When using --follow an artificial log entry is emitted every ~15 seconds
tools.cluebot3@tools-bastion-15:~$ date; toolforge jobs logs -f cluebot3 Thu Nov 13 15:28:44 UTC 2025 2025-11-13T15:29:00.278526Z [nopod] [nocontainer] No logs received yet for job 'cluebot3', maybe the tool is using filelog or the job name is not correct? Will continue waiting just in case 2025-11-13T15:29:15.283920Z [nopod] [nocontainer] No logs received yet for job 'cluebot3', maybe the tool is using filelog or the job name is not correct? Will continue waiting just in case 2025-11-13T15:29:30.285722Z [nopod] [nocontainer] No logs received yet for job 'cluebot3', maybe the tool is using filelog or the job name is not correct? Will continue waiting just in case
This makes the contents inconsistent to the 'fetch' mode
tools.cluebot3@tools-bastion-15:~$ toolforge jobs logs cluebot3 ERROR: Job 'cluebot3' does not have any logs available
I am currently using the get_raw_lines method to fetch all logs, adding them to a list, until a pre-defined end marker is seen (working around previous issues with logs being dropped).

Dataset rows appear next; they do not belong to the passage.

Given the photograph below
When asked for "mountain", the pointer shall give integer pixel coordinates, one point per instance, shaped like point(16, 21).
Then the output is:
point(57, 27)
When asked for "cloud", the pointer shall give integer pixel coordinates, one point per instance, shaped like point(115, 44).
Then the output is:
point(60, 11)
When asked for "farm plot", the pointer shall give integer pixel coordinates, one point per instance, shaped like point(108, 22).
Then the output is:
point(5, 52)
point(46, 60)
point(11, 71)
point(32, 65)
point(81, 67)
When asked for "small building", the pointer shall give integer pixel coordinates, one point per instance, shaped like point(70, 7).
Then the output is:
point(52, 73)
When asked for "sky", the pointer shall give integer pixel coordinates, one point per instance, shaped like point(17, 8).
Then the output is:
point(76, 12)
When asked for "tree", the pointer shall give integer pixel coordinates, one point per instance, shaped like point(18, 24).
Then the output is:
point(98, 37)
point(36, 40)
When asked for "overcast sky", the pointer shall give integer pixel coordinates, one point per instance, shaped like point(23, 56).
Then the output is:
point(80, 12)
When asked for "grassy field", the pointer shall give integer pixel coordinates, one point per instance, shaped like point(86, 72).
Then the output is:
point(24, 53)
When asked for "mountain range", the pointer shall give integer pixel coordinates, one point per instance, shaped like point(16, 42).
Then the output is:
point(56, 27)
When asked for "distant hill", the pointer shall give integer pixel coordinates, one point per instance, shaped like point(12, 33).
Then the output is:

This requires a lot of calls to the logging endpoint and would be better served by the streaming endpoint, however the streaming endpoint pollutes the job output, which is persisted for the run (e.g. https://cluebotng-trainer.toolforge.org/Original%20Testing%20Training%20Set%20-%20Old%20Triplet/2025-08-30%2023:13:04/logs/bayes-train.log)
These can be filtered out by the pod and container fields being known strings, however those are are really 'internal' identifiers. Having an additional field to identify the contents is a 'response message' (to use the same name as what is used elsewhere) rather than a log entry would likely be better.